Sir — Sumanta Sen blames the Gorkha Janmukti Morcha for not allowing contrary opinions to coexist in the Darjeeling hills (“Ruling the roost”, Aug 13). Sen should know that when a movement akin to a revolution is taking place, any belief that goes against that of the rebels is viewed with suspicion. As such, it is unfair to reproach the Gorkha Janmukti Morcha for using the baton on the dissenters. However, the occasional violence that may have happened has been the exception rather than the rule. The Morcha, in fact, has issued statements to discourage hostilities.

Sen has lauded the way the government of West Bengal had tackled the Gorkhaland agitations in the Eighties. But the “firm handling” referred to by him involved, among other things, firing on local people by CRPF jawans. The list of human rights violated at that time would be long but because the media were not as active then as now, these have remained undocumented. The present agitation is a tolerant one. If the state government has any sense of fairness, it should handle the Gorkhaland issue with sympathy.

Yours faithfully,
Bhisan Roka, Kalimpong


Sir — Why do people like Sumanta Sen refuse to accept the reality that even ministers like Manab Mukherjee have recognized. The GJM is ‘ruling the roost’ in the hills only because it enjoys the popular mandate. The tourism minister has held talks with Bimal Gurung precisely because of Gurung’s overwhelming following in Darjeeling. Sen should visit the hills to see the truth for himself.

Yours faithfully,
Amar Singh Rai, Darjeeling


Sir — Could Sumanta Sen please explain why he thinks that the Gorkhas’ demand for a separate state is “specious”? The Gorkhas have been left in the lurch for decades by the state government and are now demanding only the privileges that they have been denied for so long. They are not taking Darjeeling away from India but are pleading for the right to self-governance. Is this too much to ask? People of the hills are in general well-disciplined, as is evident from the low crime-rate there. If allowed to function on their own, the Gorkhas would no doubt create a very orderly state.

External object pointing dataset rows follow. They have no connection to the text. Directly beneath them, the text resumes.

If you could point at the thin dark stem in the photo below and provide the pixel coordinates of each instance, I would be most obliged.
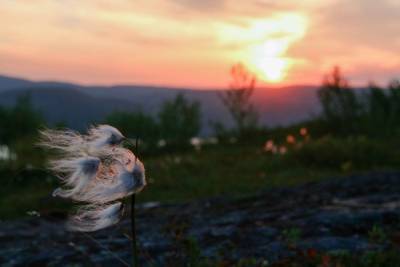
(133, 227)
(133, 222)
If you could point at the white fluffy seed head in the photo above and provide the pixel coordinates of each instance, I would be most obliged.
(94, 169)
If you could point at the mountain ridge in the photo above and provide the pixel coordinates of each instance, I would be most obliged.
(80, 105)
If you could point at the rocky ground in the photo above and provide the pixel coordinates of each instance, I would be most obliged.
(342, 215)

As to the alleged violence unleashed by the Morcha, one can say that when a group of people have been subjected to all kinds of injustice for long, they are bound to strike back at some time or the other. After all, people do not take up arms for fun. At the same time, the movement led by the GJM has been remarkably peaceful, compared to that of the Gorkha National Liberation Front in the Eighties. It should be remembered that at that time hundreds of communists had been killed or hounded out of the hills by Subhas Ghisingh and his men. But the state government went out of its way to placate Ghisingh and forged a deceptive alliance with him. In the process, the government not only cheated the local people but also let down its old comrades in the hills. Before criticizing the GJM, Sen should recall the lessons taught by history.